It was love at first sight as only two writers could experience it. Andrea Cremer recalls that the YA novel she wrote with David Levithan, Invisibility (Philomel), which pubbed this month with a 125,000-copy print run, all began at ALA in Washington, D.C., in June 2010. “They put me—the newbie—on a panel with two god authors: John Green and David Levithan,” she says. Within minutes, Levithan was serenading Cremer in front of “a room full of 100 teenagers” with his rendition of the Righteous Brothers’ 1964 hit song, “You’ve Lost That Loving Feeling.” Levithan hastens to point out during the joint interview that he doesn’t do that “for just anyone.”

Reveling in the afterglow, Cremer subsequently wrote on her blog that, despite her being a YA author who writes novels about the paranormal and Levithan being a YA author whose novels emphasize popular culture and contemporary issues, he was her “writing soul mate.” She disclosed to her fans that one of her goals in life was to persuade Levithan to collaborate on a novel with her; she joked that they could call it Werewolf Bands of London.

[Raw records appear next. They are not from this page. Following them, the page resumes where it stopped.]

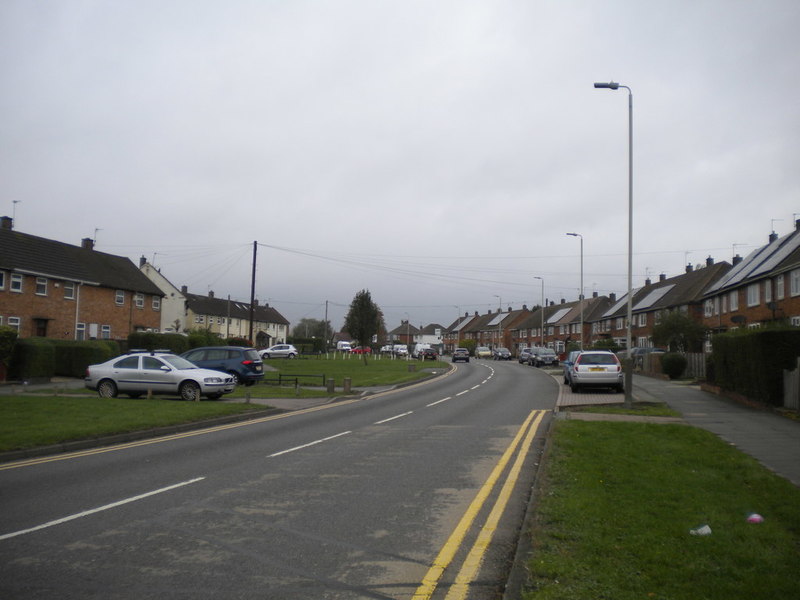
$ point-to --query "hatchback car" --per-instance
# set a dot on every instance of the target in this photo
(158, 372)
(281, 351)
(483, 352)
(460, 354)
(596, 369)
(543, 357)
(243, 364)
(501, 354)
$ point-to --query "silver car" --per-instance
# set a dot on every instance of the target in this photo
(139, 372)
(596, 369)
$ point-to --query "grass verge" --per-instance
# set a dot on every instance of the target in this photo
(29, 421)
(616, 502)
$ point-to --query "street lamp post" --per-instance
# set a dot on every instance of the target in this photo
(541, 331)
(581, 294)
(628, 359)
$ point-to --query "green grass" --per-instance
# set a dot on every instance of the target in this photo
(616, 502)
(28, 421)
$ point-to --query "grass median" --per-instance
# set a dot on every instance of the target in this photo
(616, 503)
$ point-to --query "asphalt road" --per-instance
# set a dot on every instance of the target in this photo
(416, 493)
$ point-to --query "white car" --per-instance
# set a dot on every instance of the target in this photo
(140, 372)
(279, 351)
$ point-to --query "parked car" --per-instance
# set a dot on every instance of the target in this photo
(501, 354)
(523, 355)
(279, 351)
(483, 352)
(460, 354)
(140, 372)
(568, 362)
(596, 368)
(543, 357)
(243, 364)
(428, 354)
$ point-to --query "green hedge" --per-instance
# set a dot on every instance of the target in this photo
(751, 362)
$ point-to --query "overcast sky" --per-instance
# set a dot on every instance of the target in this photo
(433, 152)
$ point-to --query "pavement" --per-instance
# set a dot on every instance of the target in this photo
(769, 437)
(772, 439)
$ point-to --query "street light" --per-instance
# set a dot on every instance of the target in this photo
(541, 331)
(628, 359)
(500, 323)
(581, 295)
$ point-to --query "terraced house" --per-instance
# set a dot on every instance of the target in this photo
(57, 290)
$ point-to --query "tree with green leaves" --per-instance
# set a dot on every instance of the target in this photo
(678, 332)
(364, 319)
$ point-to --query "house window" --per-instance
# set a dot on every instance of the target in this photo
(734, 300)
(794, 283)
(753, 296)
(41, 286)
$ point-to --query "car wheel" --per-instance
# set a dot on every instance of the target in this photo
(107, 389)
(190, 391)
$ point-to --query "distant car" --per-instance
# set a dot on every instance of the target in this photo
(243, 364)
(596, 368)
(501, 354)
(138, 373)
(483, 352)
(568, 362)
(543, 357)
(523, 355)
(428, 354)
(279, 351)
(460, 354)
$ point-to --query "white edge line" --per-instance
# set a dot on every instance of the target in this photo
(309, 444)
(86, 513)
(393, 418)
(439, 401)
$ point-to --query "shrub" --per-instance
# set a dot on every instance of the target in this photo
(673, 364)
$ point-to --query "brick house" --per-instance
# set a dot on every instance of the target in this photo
(763, 287)
(57, 290)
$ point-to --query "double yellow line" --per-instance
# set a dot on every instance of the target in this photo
(469, 569)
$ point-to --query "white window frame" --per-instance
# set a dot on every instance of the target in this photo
(753, 294)
(41, 286)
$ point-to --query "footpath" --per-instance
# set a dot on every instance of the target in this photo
(770, 438)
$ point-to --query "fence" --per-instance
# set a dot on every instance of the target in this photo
(791, 387)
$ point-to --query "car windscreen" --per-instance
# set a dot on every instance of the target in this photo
(178, 362)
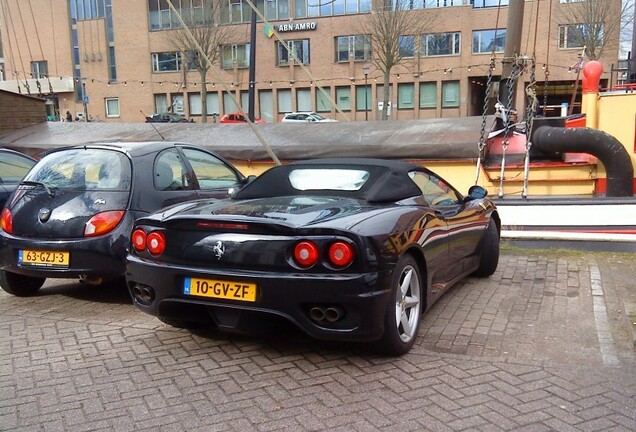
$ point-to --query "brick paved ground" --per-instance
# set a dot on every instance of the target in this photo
(543, 345)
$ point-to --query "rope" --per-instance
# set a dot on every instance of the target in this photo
(507, 128)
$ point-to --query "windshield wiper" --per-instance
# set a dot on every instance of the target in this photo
(44, 185)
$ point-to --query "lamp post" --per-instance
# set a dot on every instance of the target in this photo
(365, 69)
(85, 100)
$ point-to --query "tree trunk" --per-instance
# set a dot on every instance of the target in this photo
(386, 94)
(204, 96)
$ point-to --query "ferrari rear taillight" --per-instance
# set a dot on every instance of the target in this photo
(340, 254)
(138, 239)
(6, 221)
(103, 223)
(156, 242)
(306, 253)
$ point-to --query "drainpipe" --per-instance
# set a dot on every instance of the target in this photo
(589, 103)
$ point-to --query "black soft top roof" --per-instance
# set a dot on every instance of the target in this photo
(388, 180)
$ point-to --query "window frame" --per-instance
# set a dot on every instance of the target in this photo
(456, 43)
(352, 42)
(496, 34)
(107, 110)
(291, 44)
(445, 88)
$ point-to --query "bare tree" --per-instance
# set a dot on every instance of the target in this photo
(395, 30)
(594, 24)
(203, 22)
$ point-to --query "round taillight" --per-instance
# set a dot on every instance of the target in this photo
(103, 223)
(138, 239)
(341, 254)
(306, 253)
(6, 221)
(156, 242)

The rest, as they say, is history: Levithan contacted Cremer and said, “Let’s do it.” The two wrote Invisibility in alternating chapters: Levithan wrote from the perspective of Stephen, a teenager who’s invisible to others because of a curse his grandfather, a powerful curse caster, placed on his mother before he was born, and Cremer wrote from the perspective of Elizabeth, a recent transplant to Manhattan from Minnesota, who can see Stephen. The two fall in love while trying to evade the curse casters and spell seekers bent on destroying them. It was a first time for both. Unlike Levithan, who has collaborated with John Green (Will Grayson, Will Grayson) and Rachel Cohn (Nick and Norah’s Infinite Playlist), Cremer, author of the Nightshade series, had never collaborated with another writer. She admits that she thought writing alternating chapters without outlining a plot together first would be “like writing a chain letter,” but Levithan advised her to think of him as her intended audience. Levithan, noting that he’d never entered the “paranormal-world-building-fantasy-curse-rules world before” says that the collaboration worked well “because each of us had an expertise we were bringing to the table.”

Today, Cremer and Levithan sign finished copies of Invisibility at Table 12 in the Autographing Area, 11:30 a.m.–12:30 p.m. And because they have “an open marriage,” Levithan jokes, each wrote on the side while writing Invisibility: Levithan’s Two Boys Kissing will be released in August by Knopf, and Cremer’s The Inventor’s Secret is due in spring 2014 from Philomel.